… many questionable and erroneous beliefs have purely cognitive origins, and can be traced to imperfections in our capacities to process information and draw conclusions. We hold many dubious beliefs, in other words, not because they satisfy some important psychological need, but because they seem to be the most sensible conclusions consistent with the available evidence. People hold such beliefs because they seem, in the words of Robert Merton, to be the “irresistible products of their own experience.” They are the products, not of irrationality, but of flawed rationality.
How We Know What Isn’t So: The Fallibility of Human Reason in Everyday Life
by Thomas Gilovich
人間この信じやすきもの―迷信・誤信はどうして生まれるか
by トーマス ギロビッチ
認知科学選書
When examining evidence relevant to a given belief, people are inclined to see what they expect to see, and conclude what they expect to conclude.

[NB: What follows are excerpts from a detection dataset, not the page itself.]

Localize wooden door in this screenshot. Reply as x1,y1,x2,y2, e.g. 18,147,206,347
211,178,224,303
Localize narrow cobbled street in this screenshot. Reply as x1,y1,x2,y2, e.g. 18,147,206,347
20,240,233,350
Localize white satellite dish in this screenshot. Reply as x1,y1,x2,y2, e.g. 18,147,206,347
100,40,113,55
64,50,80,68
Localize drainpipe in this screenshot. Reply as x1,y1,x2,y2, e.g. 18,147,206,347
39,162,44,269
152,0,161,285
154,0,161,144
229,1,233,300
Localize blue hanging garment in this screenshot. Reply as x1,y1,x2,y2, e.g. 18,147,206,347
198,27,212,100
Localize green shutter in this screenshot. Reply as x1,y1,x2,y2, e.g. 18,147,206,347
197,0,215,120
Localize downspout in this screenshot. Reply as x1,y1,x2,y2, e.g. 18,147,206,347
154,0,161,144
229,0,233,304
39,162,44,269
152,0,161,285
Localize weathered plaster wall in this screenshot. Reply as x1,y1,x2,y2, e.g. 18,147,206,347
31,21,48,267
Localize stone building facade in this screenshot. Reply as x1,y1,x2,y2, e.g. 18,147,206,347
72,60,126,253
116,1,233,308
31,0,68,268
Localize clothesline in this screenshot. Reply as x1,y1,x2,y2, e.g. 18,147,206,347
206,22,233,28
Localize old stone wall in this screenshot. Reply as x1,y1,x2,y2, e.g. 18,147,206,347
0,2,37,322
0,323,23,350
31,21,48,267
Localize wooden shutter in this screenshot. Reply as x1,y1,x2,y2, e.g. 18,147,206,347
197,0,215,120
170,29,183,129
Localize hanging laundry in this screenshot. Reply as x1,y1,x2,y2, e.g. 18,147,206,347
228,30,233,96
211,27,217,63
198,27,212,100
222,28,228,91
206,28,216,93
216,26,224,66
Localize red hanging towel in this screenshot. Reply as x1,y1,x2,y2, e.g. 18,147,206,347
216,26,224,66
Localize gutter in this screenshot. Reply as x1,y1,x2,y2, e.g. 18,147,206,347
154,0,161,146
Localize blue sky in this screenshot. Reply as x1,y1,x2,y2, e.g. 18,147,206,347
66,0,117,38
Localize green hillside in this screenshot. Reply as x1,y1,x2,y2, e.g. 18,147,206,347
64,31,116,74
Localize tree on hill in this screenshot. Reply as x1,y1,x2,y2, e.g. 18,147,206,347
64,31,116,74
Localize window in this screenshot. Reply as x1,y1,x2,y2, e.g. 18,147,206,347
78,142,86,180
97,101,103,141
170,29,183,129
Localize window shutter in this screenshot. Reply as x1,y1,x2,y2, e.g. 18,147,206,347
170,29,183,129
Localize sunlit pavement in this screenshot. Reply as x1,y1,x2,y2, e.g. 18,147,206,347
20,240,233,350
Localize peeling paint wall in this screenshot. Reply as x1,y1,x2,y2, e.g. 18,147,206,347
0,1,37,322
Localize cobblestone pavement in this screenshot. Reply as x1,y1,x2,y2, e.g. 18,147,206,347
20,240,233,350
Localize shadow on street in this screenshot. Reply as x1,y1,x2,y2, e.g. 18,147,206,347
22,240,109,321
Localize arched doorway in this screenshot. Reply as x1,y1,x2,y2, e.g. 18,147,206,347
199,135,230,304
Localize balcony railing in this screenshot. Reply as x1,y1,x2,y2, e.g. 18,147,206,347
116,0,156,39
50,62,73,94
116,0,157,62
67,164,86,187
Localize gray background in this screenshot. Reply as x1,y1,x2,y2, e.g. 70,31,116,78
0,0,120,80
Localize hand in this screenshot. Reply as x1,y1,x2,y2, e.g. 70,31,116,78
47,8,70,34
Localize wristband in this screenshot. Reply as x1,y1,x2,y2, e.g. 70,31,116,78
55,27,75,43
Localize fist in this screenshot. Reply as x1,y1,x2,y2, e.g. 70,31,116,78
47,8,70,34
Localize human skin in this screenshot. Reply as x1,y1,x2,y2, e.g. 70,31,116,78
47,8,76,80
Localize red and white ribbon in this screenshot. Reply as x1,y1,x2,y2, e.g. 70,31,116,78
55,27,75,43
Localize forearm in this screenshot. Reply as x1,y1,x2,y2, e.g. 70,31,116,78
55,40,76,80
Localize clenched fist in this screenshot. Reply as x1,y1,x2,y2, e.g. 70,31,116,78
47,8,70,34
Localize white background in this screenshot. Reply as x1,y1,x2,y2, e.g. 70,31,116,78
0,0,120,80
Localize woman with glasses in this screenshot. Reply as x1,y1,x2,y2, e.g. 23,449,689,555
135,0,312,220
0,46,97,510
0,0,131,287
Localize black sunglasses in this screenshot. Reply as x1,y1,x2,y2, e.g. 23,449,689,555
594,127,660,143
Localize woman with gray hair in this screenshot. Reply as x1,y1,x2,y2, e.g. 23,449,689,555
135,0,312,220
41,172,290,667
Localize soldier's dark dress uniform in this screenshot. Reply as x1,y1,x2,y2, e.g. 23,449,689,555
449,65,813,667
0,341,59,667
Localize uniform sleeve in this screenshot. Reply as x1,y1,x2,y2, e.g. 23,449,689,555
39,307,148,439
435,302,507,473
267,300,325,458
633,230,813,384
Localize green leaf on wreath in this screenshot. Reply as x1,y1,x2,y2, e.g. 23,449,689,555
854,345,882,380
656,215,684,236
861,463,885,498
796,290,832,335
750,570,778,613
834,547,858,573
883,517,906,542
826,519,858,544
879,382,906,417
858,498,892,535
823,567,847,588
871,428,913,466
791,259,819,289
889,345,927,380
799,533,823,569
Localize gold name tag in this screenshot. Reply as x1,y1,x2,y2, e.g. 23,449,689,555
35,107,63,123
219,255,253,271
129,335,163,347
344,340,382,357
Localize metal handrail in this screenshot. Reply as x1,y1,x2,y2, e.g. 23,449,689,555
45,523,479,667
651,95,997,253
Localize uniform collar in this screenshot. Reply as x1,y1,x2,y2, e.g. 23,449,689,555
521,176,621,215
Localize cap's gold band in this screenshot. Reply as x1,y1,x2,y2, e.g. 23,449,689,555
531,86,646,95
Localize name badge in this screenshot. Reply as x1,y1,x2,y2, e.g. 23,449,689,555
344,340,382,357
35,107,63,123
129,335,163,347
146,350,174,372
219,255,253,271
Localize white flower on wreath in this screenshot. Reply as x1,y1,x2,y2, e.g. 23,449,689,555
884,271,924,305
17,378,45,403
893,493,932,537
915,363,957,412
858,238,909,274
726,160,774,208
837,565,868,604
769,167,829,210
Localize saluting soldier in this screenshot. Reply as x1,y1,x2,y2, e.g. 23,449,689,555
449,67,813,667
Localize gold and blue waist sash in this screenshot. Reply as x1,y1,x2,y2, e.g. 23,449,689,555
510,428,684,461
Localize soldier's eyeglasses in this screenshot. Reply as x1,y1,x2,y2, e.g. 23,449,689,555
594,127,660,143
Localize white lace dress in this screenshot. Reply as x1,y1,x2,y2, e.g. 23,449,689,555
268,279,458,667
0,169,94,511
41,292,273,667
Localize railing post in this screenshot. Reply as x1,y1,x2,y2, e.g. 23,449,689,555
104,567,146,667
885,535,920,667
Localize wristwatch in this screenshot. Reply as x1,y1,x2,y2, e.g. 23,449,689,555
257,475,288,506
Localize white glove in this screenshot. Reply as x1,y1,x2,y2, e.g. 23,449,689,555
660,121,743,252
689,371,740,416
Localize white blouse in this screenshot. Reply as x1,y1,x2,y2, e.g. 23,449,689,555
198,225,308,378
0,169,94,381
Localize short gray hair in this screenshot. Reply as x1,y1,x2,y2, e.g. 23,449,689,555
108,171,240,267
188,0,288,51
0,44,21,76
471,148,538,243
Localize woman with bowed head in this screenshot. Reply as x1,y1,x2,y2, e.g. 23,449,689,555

Information that is consistent with our pre-existing beliefs is often accepted at face value, whereas evidence that contradicts them is critically scrutinized and discounted. Our beliefs may thus be less responsive than they should to the implications of new information.
People will always prefer black-and-white over shades of grey, and so there will always be the temptation to hold overly-simplified beliefs and to hold them with excessive confidence.
What we believe is heavily influenced by what we think others believe.
We humans seem to be extremely good at generating ideas, theories, and explanations that have the ring of plausibility. We may be relatively deficient, however, in evaluating and testing our ideas once they are formed.
For desired conclusions, we ask ourselves, “Can I believe this?”, but for unpalatable conclusions we ask, “Must I believe this?”